Whenever I am presented with a tough choice, more often than not I am able to reason about the merits and demerits of each option. This makes sense - years or training data provided to the system in my brain, along with positive and negative feedback, are helping it draw sharper boundaries based on the different attribute values presented to it. But here's where things get tricky. While I am able to reason about the positive and negative feedback that I received from previous choices that I have made, there are elements of the classification system that have formed as a result of emotions, possessing weights that I have no idea how to interpret. Let me explain that a bit better. Say I watch a violent movie by telling myself that I won't be affected by it (I do this often, because I believe that I understand better than to let some movie affect me). But this is analogous to saying, "Hey I'll just pass these (partially) misclassified data points through the training module of this Machine Learning system, but it's all good! I have added conditional statements to prevent these points from affecting these few weight values, so the integrity of the whole system will be preserved". While I can be pretty sure that doing this won't significantly affect the weight values that I have kept fixed, I can make no such assumptions about weights that I am unaware of. So the repercussions of passing such points through my classification system could be catastrophic to the accuracy and general coherency of the system. While it is true that the brain is a much more complex system than I have outlined and this might not be how it works, it is highly likely that watching that violent movie does affect weight values somewhere in a way that I cannot hope to understand. Over time a combination of these modified weight values could mutate the decision boundaries produced by the system to such an extent that I would be shocked the next time that I attempt to understand the decision making process.
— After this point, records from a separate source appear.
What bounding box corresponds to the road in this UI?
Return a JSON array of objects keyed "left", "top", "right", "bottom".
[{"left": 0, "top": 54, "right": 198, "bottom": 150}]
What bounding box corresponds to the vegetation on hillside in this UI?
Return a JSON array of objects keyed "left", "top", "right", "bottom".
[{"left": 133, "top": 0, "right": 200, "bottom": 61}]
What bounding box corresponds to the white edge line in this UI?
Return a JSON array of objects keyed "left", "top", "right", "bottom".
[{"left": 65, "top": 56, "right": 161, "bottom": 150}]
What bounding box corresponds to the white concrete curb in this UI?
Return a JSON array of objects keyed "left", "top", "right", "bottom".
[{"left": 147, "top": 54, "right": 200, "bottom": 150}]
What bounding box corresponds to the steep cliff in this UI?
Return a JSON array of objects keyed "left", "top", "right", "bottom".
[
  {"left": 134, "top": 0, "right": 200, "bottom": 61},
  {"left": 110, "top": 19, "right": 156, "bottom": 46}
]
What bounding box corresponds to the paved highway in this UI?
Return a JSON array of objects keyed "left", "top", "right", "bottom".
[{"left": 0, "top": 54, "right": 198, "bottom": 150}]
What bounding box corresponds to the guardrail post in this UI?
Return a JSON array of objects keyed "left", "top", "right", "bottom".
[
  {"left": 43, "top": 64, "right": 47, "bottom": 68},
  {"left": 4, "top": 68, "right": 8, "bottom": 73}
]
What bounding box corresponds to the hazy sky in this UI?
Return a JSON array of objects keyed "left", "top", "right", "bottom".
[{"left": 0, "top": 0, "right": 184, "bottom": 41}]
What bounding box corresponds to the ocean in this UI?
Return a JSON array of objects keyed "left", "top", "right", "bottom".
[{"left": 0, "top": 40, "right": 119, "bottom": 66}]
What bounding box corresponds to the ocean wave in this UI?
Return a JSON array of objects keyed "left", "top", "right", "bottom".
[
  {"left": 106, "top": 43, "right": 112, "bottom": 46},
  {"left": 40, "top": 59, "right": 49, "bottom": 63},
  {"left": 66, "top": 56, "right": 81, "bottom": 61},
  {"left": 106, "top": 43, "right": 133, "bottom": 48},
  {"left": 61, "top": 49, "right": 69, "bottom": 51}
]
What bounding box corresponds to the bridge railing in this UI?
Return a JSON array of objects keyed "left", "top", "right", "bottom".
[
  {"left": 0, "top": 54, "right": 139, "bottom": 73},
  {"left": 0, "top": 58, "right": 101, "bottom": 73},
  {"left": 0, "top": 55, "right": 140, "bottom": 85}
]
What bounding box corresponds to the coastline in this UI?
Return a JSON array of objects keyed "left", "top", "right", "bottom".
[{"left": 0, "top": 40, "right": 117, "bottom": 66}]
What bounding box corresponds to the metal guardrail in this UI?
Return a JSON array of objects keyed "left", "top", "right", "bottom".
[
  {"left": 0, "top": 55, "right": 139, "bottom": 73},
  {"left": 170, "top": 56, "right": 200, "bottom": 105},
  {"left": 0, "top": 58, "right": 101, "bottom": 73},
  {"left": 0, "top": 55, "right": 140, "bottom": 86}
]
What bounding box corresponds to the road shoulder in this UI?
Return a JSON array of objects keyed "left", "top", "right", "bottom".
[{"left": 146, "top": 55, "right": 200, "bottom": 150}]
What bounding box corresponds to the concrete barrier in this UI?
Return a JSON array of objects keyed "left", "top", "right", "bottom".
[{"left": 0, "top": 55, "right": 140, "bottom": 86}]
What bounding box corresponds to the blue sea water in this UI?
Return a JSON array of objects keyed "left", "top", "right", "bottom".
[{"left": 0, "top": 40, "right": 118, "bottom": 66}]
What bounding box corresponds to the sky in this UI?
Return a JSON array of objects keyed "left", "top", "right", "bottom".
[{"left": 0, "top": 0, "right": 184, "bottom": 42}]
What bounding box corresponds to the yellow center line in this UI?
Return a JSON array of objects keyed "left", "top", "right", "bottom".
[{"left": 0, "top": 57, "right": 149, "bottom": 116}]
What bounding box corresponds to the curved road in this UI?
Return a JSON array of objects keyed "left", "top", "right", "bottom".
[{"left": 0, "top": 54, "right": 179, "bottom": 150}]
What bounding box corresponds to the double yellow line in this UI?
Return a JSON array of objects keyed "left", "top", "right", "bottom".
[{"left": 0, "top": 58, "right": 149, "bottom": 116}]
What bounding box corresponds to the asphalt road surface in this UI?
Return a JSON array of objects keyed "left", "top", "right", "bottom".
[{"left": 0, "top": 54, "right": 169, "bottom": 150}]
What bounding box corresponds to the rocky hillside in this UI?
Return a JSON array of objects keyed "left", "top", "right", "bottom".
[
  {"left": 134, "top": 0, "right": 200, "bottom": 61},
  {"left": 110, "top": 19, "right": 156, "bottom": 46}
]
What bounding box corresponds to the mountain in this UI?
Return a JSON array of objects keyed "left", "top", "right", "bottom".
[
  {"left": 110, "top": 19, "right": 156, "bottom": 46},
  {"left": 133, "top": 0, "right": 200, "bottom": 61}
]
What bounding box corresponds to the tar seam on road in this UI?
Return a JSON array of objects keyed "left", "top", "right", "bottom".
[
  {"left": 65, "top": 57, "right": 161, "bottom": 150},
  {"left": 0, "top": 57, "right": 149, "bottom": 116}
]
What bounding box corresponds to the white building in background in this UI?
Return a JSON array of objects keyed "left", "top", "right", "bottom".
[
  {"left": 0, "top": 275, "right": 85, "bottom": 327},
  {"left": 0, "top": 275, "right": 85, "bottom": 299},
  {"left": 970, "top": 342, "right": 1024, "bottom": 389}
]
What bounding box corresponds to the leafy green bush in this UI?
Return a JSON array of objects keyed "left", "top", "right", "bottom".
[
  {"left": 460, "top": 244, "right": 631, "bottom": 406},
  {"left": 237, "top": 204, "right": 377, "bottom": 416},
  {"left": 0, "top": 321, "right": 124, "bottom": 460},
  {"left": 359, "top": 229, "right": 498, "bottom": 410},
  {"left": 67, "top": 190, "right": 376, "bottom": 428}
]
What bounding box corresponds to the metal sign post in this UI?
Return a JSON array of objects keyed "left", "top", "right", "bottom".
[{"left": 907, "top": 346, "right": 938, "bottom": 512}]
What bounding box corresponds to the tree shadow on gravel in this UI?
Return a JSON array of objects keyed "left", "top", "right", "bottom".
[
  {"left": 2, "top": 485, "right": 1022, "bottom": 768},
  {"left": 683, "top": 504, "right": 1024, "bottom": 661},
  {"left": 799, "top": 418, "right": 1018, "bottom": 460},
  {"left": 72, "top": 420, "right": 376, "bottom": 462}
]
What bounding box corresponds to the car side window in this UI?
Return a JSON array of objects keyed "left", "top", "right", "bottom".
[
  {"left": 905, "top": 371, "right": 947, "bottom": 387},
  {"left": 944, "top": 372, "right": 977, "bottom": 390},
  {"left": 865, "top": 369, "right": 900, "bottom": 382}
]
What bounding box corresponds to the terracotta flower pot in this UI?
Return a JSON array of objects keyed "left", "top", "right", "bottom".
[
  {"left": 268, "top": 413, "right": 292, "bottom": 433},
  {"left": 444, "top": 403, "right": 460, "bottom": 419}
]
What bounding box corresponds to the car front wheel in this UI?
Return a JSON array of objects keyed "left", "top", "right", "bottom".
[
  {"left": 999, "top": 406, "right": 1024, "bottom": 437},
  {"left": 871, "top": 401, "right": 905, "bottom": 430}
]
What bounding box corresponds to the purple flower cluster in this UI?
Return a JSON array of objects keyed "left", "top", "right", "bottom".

Coming back to how I started this post, I am now able to relate the involvement of emotions in the decisions that I make and the inscrutable weight values in my classification system. It is pretty clear now that the reason that I am shocked when emotions affect my decisions is that I did not know the decision boundaries had been bent so. However, there is one aspect of this that doesn't fit well into this whole picture. Whenever I am presented with a choice, I see not one decision boundary, but two or more of them. One boundary that is the result of logical thinking, formed by weighing the pros and cons of each option, and another one, that is the result of emotions. Of course, I am oversimplifying; the two decision boundaries are not completely independent of each other, and sometimes there are way more than two sets of boundaries. But let's start with the easy case of two independent boundaries and solve that first.
The fact that there I am presented with two boundaries that I am able to perceive leads me to believe that the classification system in my brain uses an ensemble of classifiers to arrive at a decision. This raises many pertinent issues; are all the classifiers independent of each other? Were they trained independently, i.e. emotion related data points in a separate classifier and other points elsewhere (if this is even possible)? What is the function used to combine their output decisions? Why do I feel that the output produced by the emotion-only classifier is weighted much higher than the others in the combination function?
I've made a promise to myself to better analyze these data points and decision boundaries to try to understand how the classification system works. Furthermore, until I've done so to a satisfactory level, I'm going to assume that even mundane things that I do everyday are affecting weight values in ways that I do not understand, and so I need to keep a close watch on my emotions whenever I receive any training data (which is just about all the time!). Also, if anyone has any data files that can help me study this phenomenon, please email the labelled examples (preferably in CSV format) to me for analysis.